Jarlaxle and Artemis weren't talking to each other. Artemis' blood was boiling with rage and Jarlaxle was so tense that he thought he just might break something if he didn't calm down. They had fought all morning, snarling over the lack of water, insulting each other's navigation abilities, but most of all complaining about the fucking heat.

They were lost. They should have found an oasis three days ago, and another today. Instead there was mile after mile of heat warped sand, the entire world reduced to gold and blue. They had maybe a day's worth of water left (and neither could help thinking that it was two days worth for one person).

Jarlaxle's hat was pulled low over his eyes. The sun burnt him even in the shadow, its rays reflecting off the gleaming sand below onto his skin. He took a cautious sip from his canteen, hiding his actions from Entreri.

Jarlaxle couldn't see where they were going and he hoped like hell that Entreri could, because for all he knew they'd been wandering in circles for the last week. The sun and sand were too bright. He could barely see the jewel-like colours anymore. Throbbing sunspots ached inside his eyes and blocked out everything.

Entreri's head was uncovered because he was using his hat as a fan. The sun and the desert didn't bother him much and normally he liked the heat, but the idea that he might die here had taken root and burnt its message into his flesh. He felt the heat like the fiery tongue of death lapping at his sweat-slicked neck.

Entreri didn't know where they were, didn't know where they were going, and he was getting really fucking thirsty. He touched the half empty canteen strapped to his belt on his right hand side. Jarlaxle walked on his left. Yesterday, they had both been on the left.

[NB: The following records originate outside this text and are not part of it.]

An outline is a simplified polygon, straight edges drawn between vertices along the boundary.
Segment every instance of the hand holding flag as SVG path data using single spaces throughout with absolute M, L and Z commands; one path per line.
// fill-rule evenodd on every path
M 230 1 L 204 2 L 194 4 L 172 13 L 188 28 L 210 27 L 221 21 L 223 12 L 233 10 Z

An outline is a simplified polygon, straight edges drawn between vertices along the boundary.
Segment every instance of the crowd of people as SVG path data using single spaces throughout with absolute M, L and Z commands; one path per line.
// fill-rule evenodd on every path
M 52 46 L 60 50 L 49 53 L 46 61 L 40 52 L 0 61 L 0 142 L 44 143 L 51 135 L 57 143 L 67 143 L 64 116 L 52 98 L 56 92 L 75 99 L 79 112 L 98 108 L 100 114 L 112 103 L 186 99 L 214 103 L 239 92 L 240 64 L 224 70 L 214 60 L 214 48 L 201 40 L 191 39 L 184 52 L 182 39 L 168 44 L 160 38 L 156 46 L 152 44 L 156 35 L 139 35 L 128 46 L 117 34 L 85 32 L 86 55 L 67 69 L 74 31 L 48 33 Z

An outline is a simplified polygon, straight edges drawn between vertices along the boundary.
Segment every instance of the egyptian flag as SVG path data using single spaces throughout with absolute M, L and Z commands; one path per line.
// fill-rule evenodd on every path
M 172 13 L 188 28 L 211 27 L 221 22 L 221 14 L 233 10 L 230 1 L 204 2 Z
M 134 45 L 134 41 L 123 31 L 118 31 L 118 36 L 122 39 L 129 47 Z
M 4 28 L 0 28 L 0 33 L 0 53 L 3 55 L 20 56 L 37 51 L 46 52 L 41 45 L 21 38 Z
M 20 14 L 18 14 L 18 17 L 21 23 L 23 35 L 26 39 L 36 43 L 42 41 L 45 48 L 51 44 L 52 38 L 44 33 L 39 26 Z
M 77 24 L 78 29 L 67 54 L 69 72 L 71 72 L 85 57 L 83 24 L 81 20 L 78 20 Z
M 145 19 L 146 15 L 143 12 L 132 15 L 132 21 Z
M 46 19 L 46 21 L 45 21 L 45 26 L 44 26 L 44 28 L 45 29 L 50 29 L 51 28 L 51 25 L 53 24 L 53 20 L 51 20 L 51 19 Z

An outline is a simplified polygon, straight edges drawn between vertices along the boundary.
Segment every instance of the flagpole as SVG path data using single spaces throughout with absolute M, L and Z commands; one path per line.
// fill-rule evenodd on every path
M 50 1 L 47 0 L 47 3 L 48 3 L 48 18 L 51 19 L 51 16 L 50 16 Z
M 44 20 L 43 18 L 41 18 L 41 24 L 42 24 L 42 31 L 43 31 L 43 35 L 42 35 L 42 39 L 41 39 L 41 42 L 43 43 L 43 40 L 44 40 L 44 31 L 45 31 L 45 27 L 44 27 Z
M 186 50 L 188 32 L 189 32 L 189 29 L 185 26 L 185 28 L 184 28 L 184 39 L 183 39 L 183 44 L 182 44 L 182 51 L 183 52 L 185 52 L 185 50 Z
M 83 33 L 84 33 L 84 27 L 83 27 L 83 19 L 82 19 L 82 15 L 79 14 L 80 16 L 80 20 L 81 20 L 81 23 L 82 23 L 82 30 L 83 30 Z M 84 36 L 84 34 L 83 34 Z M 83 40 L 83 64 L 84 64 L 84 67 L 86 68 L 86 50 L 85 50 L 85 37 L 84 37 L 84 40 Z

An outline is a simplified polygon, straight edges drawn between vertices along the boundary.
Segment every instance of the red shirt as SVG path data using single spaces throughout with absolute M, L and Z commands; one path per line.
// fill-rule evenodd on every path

Jarlaxle licked the sweat salt off his lips and spared a prayer to a god he knew wouldn't answer. The salt stung his cracked lips, but he didn't have enough saliva to make them anything but slightly damp.

The air stirred softly like it was sighing, cooling him briefly and he wished it would do it again. He pulled his hat off to wipe at the sweat that ran like water down his scalp, grimacing at the feel of bristling short hair. There hadn't been water to shaving in over a week.

They walked across the sun's path, heading due south. Together they slogged through shifting sands and didn't think about dying. Visions of clean white bone in an endless desert dwelled behind Entreri's eyes. Jarlaxle thought of snow.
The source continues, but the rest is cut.